Let x34 of type ι → ι be given.
Let x35 of type ι → ι → ο be given.
Let x36 of type ι → ι be given.
Let x37 of type ι → ι → ο be given.
Let x38 of type ι → ι → ι → ι → ι be given.
Let x39 of type ι → ι → ι → ι → ι be given.

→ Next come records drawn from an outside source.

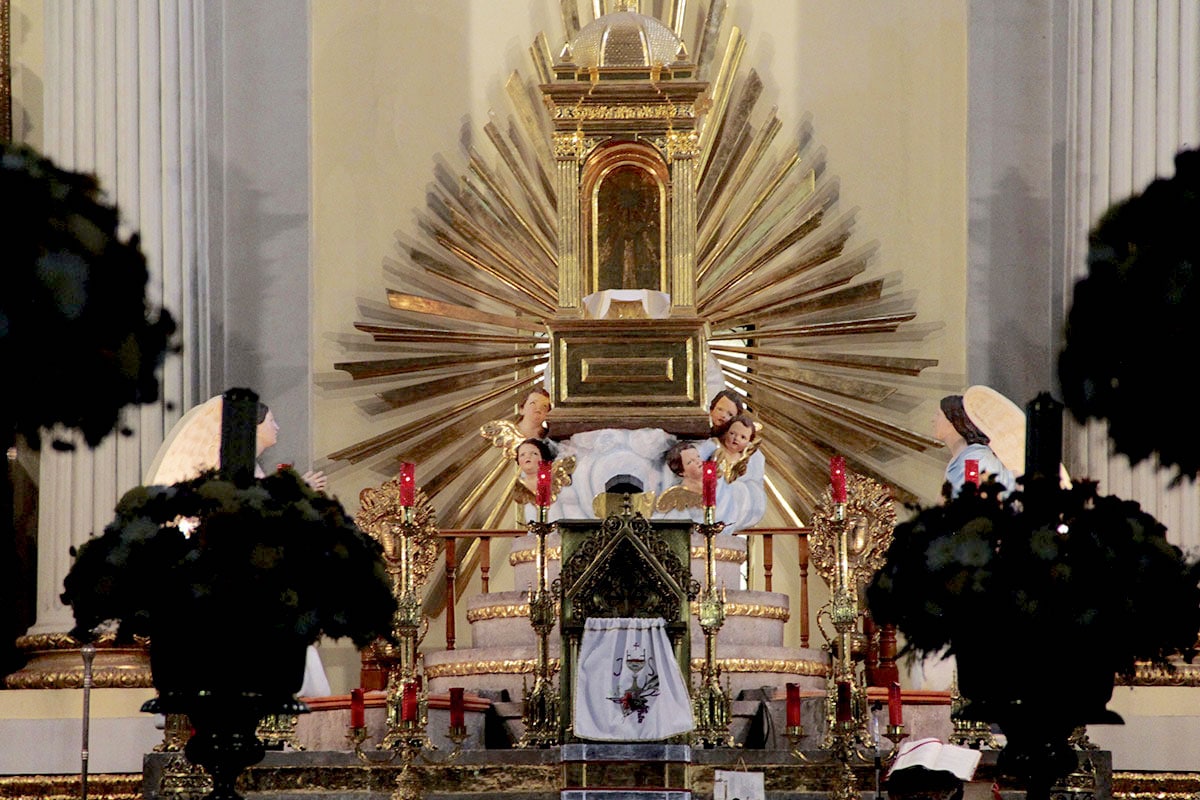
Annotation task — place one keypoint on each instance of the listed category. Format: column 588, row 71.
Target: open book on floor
column 936, row 756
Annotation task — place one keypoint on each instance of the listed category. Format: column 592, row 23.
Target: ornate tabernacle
column 624, row 566
column 624, row 101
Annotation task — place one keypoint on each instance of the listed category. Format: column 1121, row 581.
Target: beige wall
column 27, row 55
column 397, row 86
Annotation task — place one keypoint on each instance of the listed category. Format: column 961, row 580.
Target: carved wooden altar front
column 624, row 566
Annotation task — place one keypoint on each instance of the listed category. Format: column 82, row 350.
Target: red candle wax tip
column 407, row 483
column 544, row 486
column 709, row 485
column 358, row 709
column 793, row 704
column 457, row 717
column 895, row 705
column 838, row 479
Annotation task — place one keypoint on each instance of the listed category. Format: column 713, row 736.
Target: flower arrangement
column 1045, row 571
column 76, row 328
column 264, row 561
column 1139, row 305
column 1042, row 596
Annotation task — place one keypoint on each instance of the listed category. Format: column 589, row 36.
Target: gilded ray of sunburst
column 793, row 320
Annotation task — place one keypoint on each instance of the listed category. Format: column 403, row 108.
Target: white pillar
column 1134, row 102
column 125, row 100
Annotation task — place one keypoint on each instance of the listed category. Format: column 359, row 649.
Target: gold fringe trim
column 504, row 667
column 527, row 666
column 720, row 554
column 749, row 609
column 786, row 666
column 498, row 612
column 517, row 611
column 1146, row 674
column 529, row 557
column 1161, row 786
column 697, row 553
column 66, row 787
column 115, row 678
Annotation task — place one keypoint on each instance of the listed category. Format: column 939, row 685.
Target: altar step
column 537, row 775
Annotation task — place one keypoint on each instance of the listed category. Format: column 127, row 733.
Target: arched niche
column 625, row 196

Let x40 of type ι → ι be given.
Let x41 of type ι → ο be given.
Let x42 of type ι → ι → ο be given.
Let x43 of type ι → ι be given.
Let x44 of type ι → ι → ο be given.
Let x45 of type ι → ι be given.
Let x46 of type ι → ι → ι → ο be given.
Let x47 of type ι → ι → ι be given.
Let x48 of type ι → ι → ι → ι be given.
Let x49 of type ι → ι → ι → ο be given.
Let x50 of type ι → ι be given.
Let x51 of type ι → ο be given.
Assume H5:
∀ x52 x53 x54 x55 . x51 x55 ⟶ x44 x52 (x43 x55) ⟶ x44 x54 (x50 x55) ⟶ x44 x53 (x45 (x43 x55)) ⟶ x46 x55 (x48 (x43 x55) x53 (x47 (x43 x55) x52)) x54 ⟶ (x49 x55 x52 x54 ⟶ False) ⟶ False.
Assume H6:
∀ x52 x53 x54 x55 . x51 x55 ⟶ x44 x52 (x43 x55) ⟶ x44 x54 (x50 x55) ⟶ x44 x53 (x45 (x43 x55)) ⟶ x46 x55 (x48 (x43 x55) x53 (x47 (x43 x55) x52)) x54 ⟶ (x46 x55 x53 x54 ⟶ False) ⟶ False.
Assume H7:
∀ x52 x53 x54 x55 . x51 x55 ⟶ x44 x52 (x43 x55) ⟶ x44 x54 (x50 x55) ⟶ x44 x53 (x45 (x43 x55)) ⟶ x46 x55 x53 x54 ⟶ x49 x55 x52 x54 ⟶ (x46 x55 (x48 (x43 x55) x53 (x47 (x43 x55) x52)) x54 ⟶ False) ⟶ False.
Assume H8:
∀ x52 x53 . x0 x53 ⟶ (x53 = x52 ⟶ False) ⟶ x0 x52 ⟶ False.
Assume H9:
∀ x52 x53 . x42 x52 x53 ⟶ x0 x53 ⟶ False.
Assume H10:
∀ x52 . x0 x52 ⟶ (x52 = x1 ⟶ False) ⟶ False.
Assume H11:
∀ x52 x53 x54 . x42 x52 x53 ⟶ x44 x53 (x45 x54) ⟶ x0 x54 ⟶ False.
Assume H12:
∀ x52 x53 x54 . x42 x53 x54 ⟶ x44 x54 (x45 x52) ⟶ (x44 x53 x52 ⟶ False) ⟶ False.
Assume H13:
∀ x52 x53 x54 x55 . x41 x55 ⟶ x51 x55 ⟶ x44 x54 (x43 x55) ⟶ x44 x52 (x43 x55) ⟶ x44 x53 (x40 x55) ⟶ (x54 = x52 ⟶ False) ⟶ x37 (x38 (x43 x55) x54 x52 (x39 x53 x52 x54 x55)) x55 ⟶ False.
Assume H14:
∀ x52 x53 x54 x55 . x41 x55 ⟶ x51 x55 ⟶ x44 x54 (x43 x55) ⟶ x44 x52 (x43 x55) ⟶ x44 x53 (x40 x55) ⟶ (x54 = x52 ⟶ False) ⟶ (x2 x55 (x39 x53 x52 x54 x55) x53 ⟶ False) ⟶ False.
Assume H15:
∀ x52 x53 x54 x55 . ... ⟶ ... ⟶ ... ⟶ ... ⟶ ... ⟶ ... ⟶ (x44 ... ... ⟶ False) ⟶ False.